This repository contains the source code and experiments used to evaluate LINX, a framework for autogenerating goal-oriented exploration notebook using a Natural Language Interface. The repository is free for use for academic purposes. Please contact the repository owners before usage.
The Goal-oriented ADE problem: Generate an exploration session given a user's dataset and analysis goal
One of the most effective methods for facilitating the process of exploring a dataset is to examine pre-existing data exploration notebooks that contain curated exploration sessions that demonstrate interesting hypotheses and conjectures on the data. While numerous Automated Data Exploration (ADE) systems have been devised in previous work, they focus on assiting users explore a new dataset, showing generally interesting patterns that are ineffective for goal-oriented exploration where the users need to answer specific questions about the data.

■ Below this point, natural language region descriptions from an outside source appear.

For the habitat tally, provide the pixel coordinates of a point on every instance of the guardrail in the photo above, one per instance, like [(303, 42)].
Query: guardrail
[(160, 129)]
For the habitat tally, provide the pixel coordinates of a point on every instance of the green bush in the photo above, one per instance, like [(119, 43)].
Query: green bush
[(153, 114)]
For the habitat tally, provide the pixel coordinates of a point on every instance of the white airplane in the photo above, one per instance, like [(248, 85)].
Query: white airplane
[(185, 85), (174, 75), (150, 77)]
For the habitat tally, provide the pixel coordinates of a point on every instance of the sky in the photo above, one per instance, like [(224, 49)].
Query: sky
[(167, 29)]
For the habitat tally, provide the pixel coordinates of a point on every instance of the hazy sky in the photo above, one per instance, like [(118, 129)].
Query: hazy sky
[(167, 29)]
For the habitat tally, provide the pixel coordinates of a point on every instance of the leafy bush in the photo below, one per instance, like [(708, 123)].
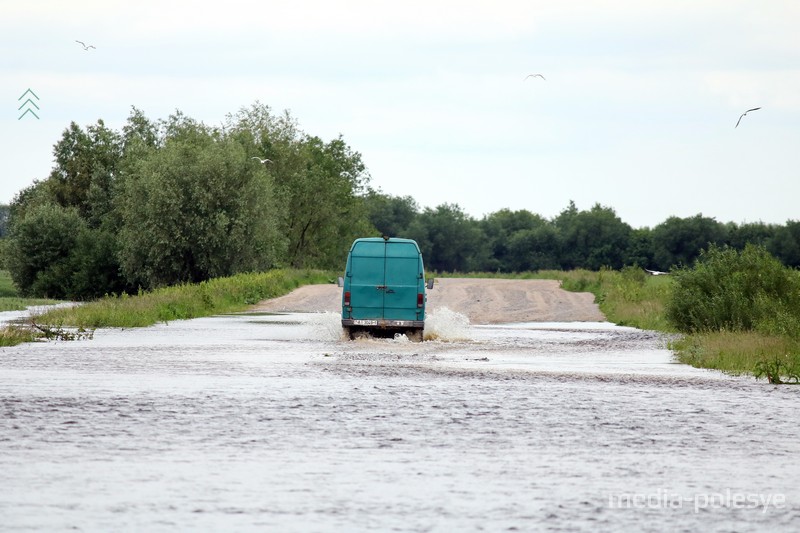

LIN is a generative system augmented with a natural language interface for goal-oriented ADE. It takes as input a dataset an analysis goal in natural language, then generates a personalized exploration session that is relevant to the user's goal.
LINX has two main compoenets: (1) An LLM-based solution the interprets the analysis goal and derive a set of specification for the output exploration session, (2) A modular ADE engine based on Constrained Deep Reinforcement Learning (CDRL), which consider the specifications in its optimization process, thus yielding high-utility sessions that are relevant to the analysis goal.
The source code is located here (LINX/src)
Under this directory, there are two folders:
- LLM-Based Solution for Deriving Specifications: contains all the source code of the LLM component for deriving exploration specifications given a user's goal and dataset.
- CDRL ADE Engine: contains all the source code of the CDRL engine that generating the personalized exploration notebooks. For installation guide, running instructions and further details please refer to the documentation under the source code directory in the link above.
- LINX Technical Report - Including a comprehensive appendix with complete technical details.
- LDX Language Guide
- Full details and various examples for our specification language for data exploration.
- Full details and various examples for our specification language for data exploration.
The datasets used in our empirical evaluation are located here.
LINX is tested on 3 different datasets:
- Netflix Movies and TV-Shows: list of Netflix titles, each title is described using 11 features such as the country of production, duration/num. of seasons, etc.
- Flight-delays: Each record describes a domestic US flight, using 12 attributes such as origin/destination airport, flight duration, issuing airline, departure delay times, delay reasons, etc.
- Google Play Store Apps: A collection of mobile apps available on the Google Play Store. Each app is described using 11 features, such as name, category, price, num. of installs, reviews, etc.
We provide a new benchmark dataset for the task of goal-oriented ADE, available here.
The benchmark contains 182 instances of analytical goals and ocrresponding exploration specifications.
This folder includes also a dedicated notebook for evaluating models on this benchmark, located here,
and as well the evaluation results of our models.
This folder contains information about:
- User Study - The exploration notebooks generated by either LINX and the baselines are located here.
In the given link you can find the exploratory sessions that were presented to each participant of the user study. The directory structure is as:<Dataset>/<Task>/<Baseline>.ipynb
(the identity of the baseline was not disclosed to the participants). For the ChatGPT-based notebooks, we also provide the prompt and raw output. - Convergence Test - The convergence and running times of our CDRL engine located here.